To keep everything neat and tidy, rather than lumped together in a little box, I think want some kind of padded, hardshell case for everything (such as a Pelican case). I’m not sure it’s worth the expense, though, because I don’t think I would ever take it out of the house. I would continue to use the little case that came with the camera, which I love for its small size. It easily fits the camera and an extra lens or an external flash unit.
Once I sort the case situation out, I will be done with camera spending…at least for a few years.
Kodex: An iOS code/text editor I just discovered
I just discovered a versatile code (and text) editor for iOS called Kodex. It is a free app with some pretty cool features:
- tight integration with the Files app
- syntax highlighting for numerous languages (including Markdown)
- multiple tabbed interface
- a large assortment of hardware keyboard shortcuts, which you can customize the key bindings for
- multiple cursor support (it’s more rudimentary than Sublime Text’s, which works with “next word” selection and the mouse, but it’s a desktop-only app)
- find/replace with regEx
- document minimap
- a large assortment of themes and color schemes
As nice as iOS is for text editing, especially if you have a hardware keyboard, it is hard to not see just how rudimentary most of its text editors are. There certainly is nothing like BBEdit or Sublime Text available on the platform (though Kodex is definitely aiming at Sublime Text, in its functionality).

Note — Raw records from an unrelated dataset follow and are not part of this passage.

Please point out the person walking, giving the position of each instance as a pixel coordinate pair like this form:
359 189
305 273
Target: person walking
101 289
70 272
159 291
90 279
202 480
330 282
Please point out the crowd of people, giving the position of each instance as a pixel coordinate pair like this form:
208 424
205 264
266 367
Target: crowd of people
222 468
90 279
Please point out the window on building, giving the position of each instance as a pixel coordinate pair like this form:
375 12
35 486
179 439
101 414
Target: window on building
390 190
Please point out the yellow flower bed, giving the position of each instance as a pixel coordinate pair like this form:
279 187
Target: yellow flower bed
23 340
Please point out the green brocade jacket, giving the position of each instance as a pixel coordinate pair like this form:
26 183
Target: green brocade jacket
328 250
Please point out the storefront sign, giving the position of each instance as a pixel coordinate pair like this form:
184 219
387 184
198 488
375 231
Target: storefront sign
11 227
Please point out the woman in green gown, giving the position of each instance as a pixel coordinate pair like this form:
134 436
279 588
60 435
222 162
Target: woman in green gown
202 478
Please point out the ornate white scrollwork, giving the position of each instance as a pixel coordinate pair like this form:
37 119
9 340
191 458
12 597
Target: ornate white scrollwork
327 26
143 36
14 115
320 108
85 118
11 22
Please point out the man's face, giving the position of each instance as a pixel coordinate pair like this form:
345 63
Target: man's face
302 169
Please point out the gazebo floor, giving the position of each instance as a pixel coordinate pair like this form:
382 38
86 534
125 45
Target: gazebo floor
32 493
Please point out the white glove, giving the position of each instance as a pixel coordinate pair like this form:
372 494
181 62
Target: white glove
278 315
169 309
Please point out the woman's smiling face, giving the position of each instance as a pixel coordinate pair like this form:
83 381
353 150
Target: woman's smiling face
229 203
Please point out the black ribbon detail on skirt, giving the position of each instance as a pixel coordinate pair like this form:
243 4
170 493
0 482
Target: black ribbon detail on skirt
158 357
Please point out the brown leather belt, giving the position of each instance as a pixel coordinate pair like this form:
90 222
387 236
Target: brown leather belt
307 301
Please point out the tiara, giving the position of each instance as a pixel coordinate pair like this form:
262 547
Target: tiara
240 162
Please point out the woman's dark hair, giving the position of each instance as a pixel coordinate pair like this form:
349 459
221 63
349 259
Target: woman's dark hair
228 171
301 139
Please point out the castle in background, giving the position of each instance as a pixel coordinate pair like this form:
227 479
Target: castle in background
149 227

I can’t even think of any iOS text editor, other than Kodex (which I just discovered), that supports working with documents in multiple tabs. (Apple should really just make a Safari-like tab bar controller a standard component. I know I would use it in my apps.) Even features that are common on the desktop, like find and replace, have only become common on iOS in the past year or so.
The best text editors on the platform (such as Drafts) are made with MarkDown and automation in mind, which is cool. But they are simplistic compared to what is available on the desktop. I would love it if something as fast and versatile as Sublime Text was released on iOS. I would probably pay a lot of money for it, too.
I’m fixing minor UI bugs in one of my apps this week. I’m doing necessary work, but the big, bad bug that I rarely see, but know exists, is still out there, somewhere, lurking.
Removing Dropbox, and Finding a Replacement for Editorial on iOS
I’m working on retiring Dropbox from all my systems. For personal files, I am all in on iCloud. For work files, which I want separate, I am going to use OneDrive (which is IT-supported). I am stuck, though, trying to figure out what text (and Markdown) editor I can use on iOS that will be acceptable to me. Pretext crashes on long files, but is otherwise OK. 1Writer is OK, but had trouble opening some of my files, and I don’t like its floating buttons. There are so many decent Dropbox-enabled text editors on iOS, but very few that integrate well with the Files app.